HABER/MENDERES SİNGİN - Her yıl Kasım ayının ikinci pazar günü Almanya’da “Volkstrauertag” olarak bilinen ve savaşlarda hayatını kaybedenlerin anısına düzenlenen anma gününde, Birinci Dünya Savaşı’nda yaşamını yitiren insanlar için saygı duruşunda bulunuluyor. Bu önemli gün, savaşların acımasız yüzünü hatırlatmak ve barışın kıymetini vurgulamak adına tüm ülke genelinde anma programları ile yaşatılıyor. Geçtiğimiz yıl olduğu gibi bu yıl da Birinci Dünya Savaşı esnasında Almanya’da esir düşen Müslüman askerlerin anısını yaşatmak üzere bu anlamlı etkinliğe katıldık.
Özellikle Wünsdorf-Zossen’de kurulan **Hilal Kampı** (Halbmondlager) ve burada hayatını kaybeden Müslüman askerlerin hikayesi, bu anma gününde bir kez daha dile getirildi. Almanya ordusu tarafından kurulan bu özel kampta, Osmanlı İmparatorluğu’nun desteğiyle yaklaşık 30.000 Müslüman esir için hem bir cami hem de bir mezarlık alanı oluşturulmuştu. İbadetlerini gerçekleştirebilmeleri için inşa edilen cami, dönemin en dikkat çeken yapılarından biri olmuştu ve Müslüman askerler için manevi bir merkez haline gelmişti. Bu yılki anma merasimi de, hem bu kampın hem de bu bölgede yatan Müslüman askerlerin anılarını onurlandırmak adına son derece anlamlı bir etkinlik oldu. Wünsdorf’taki Müslüman mezarlığında gerçekleştirilen bu anmada, birçok sivil toplum kuruluşu temsilcisi, çeşitli devlet yetkilileri ve Almanya’daki Türk toplumundan temsilciler bir araya geldi. T.C. Başkonsolosluğu adına törende bulunan Başkonsolos Yardımcısı Naği Toyru da katıldı. Yaptığı konuşmada barışın önemi üzerinde durdu.

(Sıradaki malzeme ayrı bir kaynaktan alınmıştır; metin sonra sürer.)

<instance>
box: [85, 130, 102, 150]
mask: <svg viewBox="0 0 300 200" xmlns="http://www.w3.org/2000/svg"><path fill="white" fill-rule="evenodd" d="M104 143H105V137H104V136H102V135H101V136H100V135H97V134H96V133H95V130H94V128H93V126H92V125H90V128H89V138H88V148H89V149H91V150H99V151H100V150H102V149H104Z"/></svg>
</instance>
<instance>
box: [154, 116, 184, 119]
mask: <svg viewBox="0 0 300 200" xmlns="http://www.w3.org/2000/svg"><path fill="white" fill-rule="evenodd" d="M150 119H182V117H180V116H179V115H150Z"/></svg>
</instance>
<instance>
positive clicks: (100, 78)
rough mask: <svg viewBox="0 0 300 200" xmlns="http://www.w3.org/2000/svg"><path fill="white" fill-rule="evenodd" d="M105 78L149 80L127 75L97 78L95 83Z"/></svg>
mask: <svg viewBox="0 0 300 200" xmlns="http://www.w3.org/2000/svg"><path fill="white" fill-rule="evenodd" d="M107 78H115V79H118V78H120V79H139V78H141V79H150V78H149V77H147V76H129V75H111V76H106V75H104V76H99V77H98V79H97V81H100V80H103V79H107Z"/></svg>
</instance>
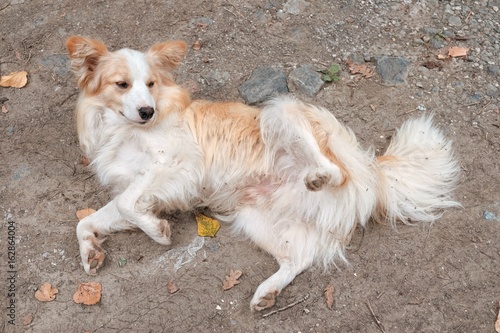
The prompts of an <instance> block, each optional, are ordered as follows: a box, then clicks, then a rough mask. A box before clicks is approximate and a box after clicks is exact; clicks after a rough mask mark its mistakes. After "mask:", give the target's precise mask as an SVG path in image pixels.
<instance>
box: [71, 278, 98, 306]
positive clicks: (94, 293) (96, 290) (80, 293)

Hilal Kampı, bir savaş dönemi esir kampından çok daha fazlası olarak tarihte yerini aldı. Burada, Müslüman askerlerin manevi ihtiyaçlarına gösterilen saygı, Alman ve Osmanlı müttefiklik ilişkilerinin bir yansıması olarak kabul ediliyordu. Hilal Kampı, aynı zamanda Almanya’da inşa edilen ilk camiyi de barındırıyordu. Ne yazık ki, bu cami 1926’da sökülmüş ve geriye sadece hatıralar kalmıştır. Günümüzde bu anmalar, savaş sırasında dahi hoşgörü ve dinî hassasiyetin nasıl korunduğunu hatırlatarak, savaş kurbanlarının anısını yaşatmak için güçlü birer sembol haline gelmiştir.
Bu yılki anma programında, Berlin İslam Federasyonu Başkanı Murat Gül de günün anlam ve önemine binaen bir konuşma yaparak törene katkıda bulundu. Hitabında, barış ve kardeşlik çağrıları yaparak savaşın yıkıcı etkilerine dikkat çeken ,savaşların toplumlar üzerindeki yıkıcı etkisini ve Almanya’da tarih boyunca yer almış olan Müslümanların anısını canlı tutmanın kıymetini vurguladı.
Murat Gül, aynı zamanda Kur’an’dan ayetler okuyarak bugünün ruhuna uygun bir mesaj verdi. Anma programı sonunda, dua ile kapanış yaparak tüm katılımcılara anlamlı bir bağışıklık ve maneviyat anı yaşattı.
Volkstrauertag etkinlikleri, savaşların ardından gelen barış ve uzlaşının ne kadar kıymetli olduğunu bir kez daha bizlere hatırlatmaktadır. Geçmişte Hilal Kampı’nda esir düşen Müslüman askerlerin hatıralarını anmak için bir araya gelen topluluk, barış ve hoşgörü mesajları vererek bu anma gününün ruhuna katkıda bulunmuştur.